Accessing Unstructured API

Method 1: Partition via API (partition_via_api)

  • Functionality: Automates the partitioning of documents using the hosted or locally hosted Unstructured API.

  • Key Features: - API Key Authentication. - Automatic or explicit MIME type handling.

  • Usage Examples:

    • Basic Use Case:

      from unstructured.partition.api import partition_via_api
      
      filename = "example-docs/eml/fake-email.eml"
      elements = partition_via_api(filename=filename, api_key="MY_API_KEY", content_type="message/rfc822")
      
    • Advanced Settings:

      from unstructured.partition.api import partition_via_api
      
      filename = "example-docs/DA-1p.pdf"
      elements = partition_via_api(
        filename=filename, api_key="MY_API_KEY", strategy="auto", pdf_infer_table_structure="true"
      )
      
    • Self-Hosting or Local API:

      from unstructured.partition.api import partition_via_api
      
      filename = "example-docs/eml/fake-email.eml"
      elements = partition_via_api(
        filename=filename, api_url="http://localhost:5000/general/v0/general"
      )
      
  • More Details: For comprehensive information, visit the Partition via API Documentation.

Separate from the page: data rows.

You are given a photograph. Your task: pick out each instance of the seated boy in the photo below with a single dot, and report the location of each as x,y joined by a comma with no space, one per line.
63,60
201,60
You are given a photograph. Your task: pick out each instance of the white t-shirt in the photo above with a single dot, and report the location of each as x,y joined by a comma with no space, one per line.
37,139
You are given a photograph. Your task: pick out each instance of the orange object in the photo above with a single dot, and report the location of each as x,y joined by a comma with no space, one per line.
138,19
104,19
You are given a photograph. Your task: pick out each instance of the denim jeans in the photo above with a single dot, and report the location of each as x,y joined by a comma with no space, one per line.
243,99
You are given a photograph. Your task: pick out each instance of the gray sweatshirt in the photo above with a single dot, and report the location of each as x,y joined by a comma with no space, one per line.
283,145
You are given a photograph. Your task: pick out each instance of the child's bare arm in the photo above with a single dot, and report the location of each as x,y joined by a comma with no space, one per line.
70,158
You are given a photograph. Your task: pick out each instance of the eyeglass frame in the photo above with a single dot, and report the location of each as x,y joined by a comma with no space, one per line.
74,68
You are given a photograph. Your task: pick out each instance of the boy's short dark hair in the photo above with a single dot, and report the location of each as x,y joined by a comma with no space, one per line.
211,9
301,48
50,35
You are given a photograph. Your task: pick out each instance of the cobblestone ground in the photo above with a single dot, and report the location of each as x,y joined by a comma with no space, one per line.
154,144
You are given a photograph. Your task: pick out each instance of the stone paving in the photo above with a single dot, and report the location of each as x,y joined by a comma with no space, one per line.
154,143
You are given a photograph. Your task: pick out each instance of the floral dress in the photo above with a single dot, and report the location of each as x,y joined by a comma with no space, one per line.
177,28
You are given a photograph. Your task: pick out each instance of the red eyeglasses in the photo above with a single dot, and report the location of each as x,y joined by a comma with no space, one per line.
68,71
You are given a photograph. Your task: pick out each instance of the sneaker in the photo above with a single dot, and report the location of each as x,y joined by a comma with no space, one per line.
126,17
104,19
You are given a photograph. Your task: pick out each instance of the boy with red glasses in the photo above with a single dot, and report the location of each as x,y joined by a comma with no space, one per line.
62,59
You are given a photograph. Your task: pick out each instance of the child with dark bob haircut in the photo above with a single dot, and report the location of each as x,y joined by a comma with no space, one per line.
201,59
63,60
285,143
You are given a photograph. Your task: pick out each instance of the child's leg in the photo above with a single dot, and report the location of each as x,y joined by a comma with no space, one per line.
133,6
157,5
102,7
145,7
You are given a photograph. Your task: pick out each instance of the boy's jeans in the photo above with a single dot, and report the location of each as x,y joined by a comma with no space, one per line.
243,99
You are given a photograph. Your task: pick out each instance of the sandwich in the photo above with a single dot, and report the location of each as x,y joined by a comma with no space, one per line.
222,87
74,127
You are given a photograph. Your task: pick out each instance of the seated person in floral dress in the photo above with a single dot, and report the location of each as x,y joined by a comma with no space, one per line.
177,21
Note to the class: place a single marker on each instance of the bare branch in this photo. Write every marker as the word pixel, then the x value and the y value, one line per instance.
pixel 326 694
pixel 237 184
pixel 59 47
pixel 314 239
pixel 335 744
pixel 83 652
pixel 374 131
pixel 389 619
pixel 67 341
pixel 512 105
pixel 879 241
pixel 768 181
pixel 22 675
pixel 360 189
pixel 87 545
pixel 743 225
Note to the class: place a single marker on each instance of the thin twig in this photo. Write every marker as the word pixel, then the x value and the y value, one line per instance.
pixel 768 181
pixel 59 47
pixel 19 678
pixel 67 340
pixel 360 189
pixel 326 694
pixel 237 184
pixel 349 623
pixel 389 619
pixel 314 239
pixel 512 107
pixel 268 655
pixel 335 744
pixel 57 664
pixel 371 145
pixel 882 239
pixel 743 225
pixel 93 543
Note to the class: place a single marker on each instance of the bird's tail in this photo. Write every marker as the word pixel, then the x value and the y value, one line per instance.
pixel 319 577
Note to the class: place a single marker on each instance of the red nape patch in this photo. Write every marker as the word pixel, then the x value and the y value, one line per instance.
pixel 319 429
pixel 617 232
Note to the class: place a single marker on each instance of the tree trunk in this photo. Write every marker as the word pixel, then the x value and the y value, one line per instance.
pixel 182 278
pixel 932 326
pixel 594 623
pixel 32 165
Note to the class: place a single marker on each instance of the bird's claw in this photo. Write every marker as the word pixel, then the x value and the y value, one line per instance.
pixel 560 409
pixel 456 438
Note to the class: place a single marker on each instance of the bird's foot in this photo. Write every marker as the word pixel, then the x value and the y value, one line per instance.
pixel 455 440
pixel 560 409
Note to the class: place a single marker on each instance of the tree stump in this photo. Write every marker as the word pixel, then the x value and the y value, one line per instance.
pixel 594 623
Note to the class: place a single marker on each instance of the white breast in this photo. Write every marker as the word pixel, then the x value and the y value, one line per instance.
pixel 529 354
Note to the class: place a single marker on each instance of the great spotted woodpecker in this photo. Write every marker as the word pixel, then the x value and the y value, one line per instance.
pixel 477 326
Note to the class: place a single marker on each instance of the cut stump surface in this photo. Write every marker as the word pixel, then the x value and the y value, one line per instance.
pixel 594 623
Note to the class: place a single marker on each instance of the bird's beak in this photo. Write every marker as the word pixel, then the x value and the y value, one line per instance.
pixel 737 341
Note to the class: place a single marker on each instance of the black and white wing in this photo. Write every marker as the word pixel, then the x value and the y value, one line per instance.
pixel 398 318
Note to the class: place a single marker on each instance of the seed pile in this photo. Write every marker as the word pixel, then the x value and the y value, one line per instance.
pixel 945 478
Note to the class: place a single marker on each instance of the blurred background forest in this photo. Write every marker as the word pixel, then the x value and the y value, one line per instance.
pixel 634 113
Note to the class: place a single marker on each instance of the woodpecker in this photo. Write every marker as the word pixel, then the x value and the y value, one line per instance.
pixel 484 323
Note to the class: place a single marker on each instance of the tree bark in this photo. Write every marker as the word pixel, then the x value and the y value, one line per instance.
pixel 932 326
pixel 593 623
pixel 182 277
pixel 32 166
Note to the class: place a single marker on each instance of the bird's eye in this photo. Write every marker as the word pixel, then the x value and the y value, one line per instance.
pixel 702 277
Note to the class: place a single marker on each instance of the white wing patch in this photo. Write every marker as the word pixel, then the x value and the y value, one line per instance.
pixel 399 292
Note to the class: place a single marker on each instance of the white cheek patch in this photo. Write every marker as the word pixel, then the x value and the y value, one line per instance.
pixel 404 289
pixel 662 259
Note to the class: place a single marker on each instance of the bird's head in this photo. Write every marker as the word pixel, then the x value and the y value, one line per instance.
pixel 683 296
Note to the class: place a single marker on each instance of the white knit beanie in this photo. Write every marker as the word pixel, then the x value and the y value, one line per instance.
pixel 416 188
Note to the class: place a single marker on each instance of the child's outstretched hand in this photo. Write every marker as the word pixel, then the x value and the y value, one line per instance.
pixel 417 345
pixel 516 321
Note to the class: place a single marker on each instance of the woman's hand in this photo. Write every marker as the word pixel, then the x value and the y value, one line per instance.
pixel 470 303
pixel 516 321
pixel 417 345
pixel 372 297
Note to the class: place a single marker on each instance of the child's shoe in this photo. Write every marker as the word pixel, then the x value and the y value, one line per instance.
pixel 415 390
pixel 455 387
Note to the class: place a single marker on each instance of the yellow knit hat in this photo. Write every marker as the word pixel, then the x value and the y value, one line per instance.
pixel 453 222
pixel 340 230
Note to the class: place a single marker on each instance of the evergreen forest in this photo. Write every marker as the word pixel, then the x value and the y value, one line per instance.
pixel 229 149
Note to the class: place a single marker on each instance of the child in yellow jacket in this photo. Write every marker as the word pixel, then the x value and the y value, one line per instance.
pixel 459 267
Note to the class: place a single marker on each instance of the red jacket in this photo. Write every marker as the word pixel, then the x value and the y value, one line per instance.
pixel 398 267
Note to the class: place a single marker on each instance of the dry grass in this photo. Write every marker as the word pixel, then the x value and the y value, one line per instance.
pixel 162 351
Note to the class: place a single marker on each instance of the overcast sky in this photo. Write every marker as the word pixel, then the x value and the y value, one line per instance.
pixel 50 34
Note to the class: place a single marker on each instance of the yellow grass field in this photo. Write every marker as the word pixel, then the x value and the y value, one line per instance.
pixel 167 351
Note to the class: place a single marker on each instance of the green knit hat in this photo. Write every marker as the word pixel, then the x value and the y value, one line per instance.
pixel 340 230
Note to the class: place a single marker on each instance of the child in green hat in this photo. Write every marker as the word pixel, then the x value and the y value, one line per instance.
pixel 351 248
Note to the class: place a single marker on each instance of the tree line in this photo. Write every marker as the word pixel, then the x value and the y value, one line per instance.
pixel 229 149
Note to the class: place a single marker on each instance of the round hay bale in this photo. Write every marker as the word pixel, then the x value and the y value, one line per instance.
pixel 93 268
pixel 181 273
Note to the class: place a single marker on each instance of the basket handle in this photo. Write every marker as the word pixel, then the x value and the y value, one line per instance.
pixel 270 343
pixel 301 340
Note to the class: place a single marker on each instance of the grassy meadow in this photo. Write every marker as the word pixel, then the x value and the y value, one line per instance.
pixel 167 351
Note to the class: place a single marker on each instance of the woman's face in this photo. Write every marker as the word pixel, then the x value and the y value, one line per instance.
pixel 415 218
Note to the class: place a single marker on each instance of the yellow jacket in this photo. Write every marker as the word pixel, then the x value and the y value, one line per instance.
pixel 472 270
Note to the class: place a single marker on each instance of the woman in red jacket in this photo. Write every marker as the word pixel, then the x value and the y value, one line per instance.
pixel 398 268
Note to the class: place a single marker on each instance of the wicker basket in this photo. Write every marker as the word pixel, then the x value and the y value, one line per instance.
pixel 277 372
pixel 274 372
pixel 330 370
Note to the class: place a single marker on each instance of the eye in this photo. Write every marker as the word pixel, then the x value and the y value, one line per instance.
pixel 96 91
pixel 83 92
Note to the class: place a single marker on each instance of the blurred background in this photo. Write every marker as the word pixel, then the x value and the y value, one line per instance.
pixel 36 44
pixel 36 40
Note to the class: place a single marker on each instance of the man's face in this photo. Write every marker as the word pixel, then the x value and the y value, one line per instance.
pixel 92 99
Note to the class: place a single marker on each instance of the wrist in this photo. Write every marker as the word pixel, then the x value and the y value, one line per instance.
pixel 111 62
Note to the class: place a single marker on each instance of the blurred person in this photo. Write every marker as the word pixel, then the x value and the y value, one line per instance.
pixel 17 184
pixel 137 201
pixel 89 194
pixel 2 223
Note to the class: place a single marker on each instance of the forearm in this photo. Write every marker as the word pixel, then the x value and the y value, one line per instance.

Method 2: Local Deployment Using unstructured-api Library

  • Environment Setup: - Use pyenv and virtualenv for environment management. - Install dependencies as per OS requirements.

  • Running the Application: - Run make install for dependencies installation. - Start with make run-jupyter for Jupyter Notebook or make run-web-app for FastAPI Web App.

  • Using the API Locally: - Example API Call:

    curl -X 'POST' \
      'http://localhost:8000/general/v0/general' \
      -H 'accept: application/json' \
      -H 'Content-Type: multipart/form-data' \
      -F 'files=@sample-docs/family-day.eml' \
      | jq -C . | less -R
    
  • Additional Features:

    • Parallel processing for PDFs with environment variables.

    • Server load management with UNSTRUCTURED_MEMORY_FREE_MINIMUM_MB.

  • Using Docker Image: Docker commands for pulling and running the container.

  • More Details: Check out the unstructured-api GitHub Repository for further information.

Method 3: Accessing via Swagger UI

  • Procedure:

    1. Visit the Swagger UI Documentation: Swagger UI.

    2. Click “Try it out” for interactive testing.

    3. Enter API key in “unstructured-api-key” field

    4. Enter parameters in “Request body”.

    5. Click “execute” to send the request.

    6. Download or view the JSON output.